The Ethiopian government has stepped up its accusations against opposition journalists and politicians in recent weeks with official charges against 24 people, six of whom are journalists, under its strict anti-terrorist laws passed in June 2011. Eight of the accused, who have been held without bail since September, were in court at the mid-November hearing. The other 16 are already in exile and will be tried in absentia.

The accused are charged with belonging to Ginbot 7, which was labelled as a terrorist group, along with the Oromo Liberation Front and the Ogaden National Liberation Front by the government in June 2011. Two Swedish journalists are already in prison awaiting trial on charges linking them with the Ogaden National Liberation Front.

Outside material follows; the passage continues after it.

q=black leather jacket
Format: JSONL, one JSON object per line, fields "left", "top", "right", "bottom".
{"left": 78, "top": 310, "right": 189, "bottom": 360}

Ginbot 7 is headed by Berhanu Nega, who was elected mayor of Addis Ababa in the 2005 elections but was never allowed to take up office. He subsequently fled to the US and founded Ginbot 7, whose stated aim is to overthrow the government of prime minister Meles Zenawi. In 2009 Nega was convicted in Addis Ababa of terrorist crimes and received the death sentence in absentia.

According to the Committee to Protect Journalists, a US-based group of foreign correspondents founded to protect journalists working under repressive regimes, Ethiopia now has the largest number of journalists driven into exile and is only second to Eritrea in Africa for the number it has imprisoned.

The Voice of America is reporting from Addis Ababa that since the 24 opponents of the Zenawi government were officially charged with terrorist-linked crimes in mid-November other Ethiopian journalists critical of the government have also left the country.

In a separate incident Slovakia has withdrawn its ambassador to Ethiopia on 10 November after he was detained for two days by police. So far there has been no explanation why the ambassador, Milan Dubcek, was held in custody, nor has he been charged with any crime.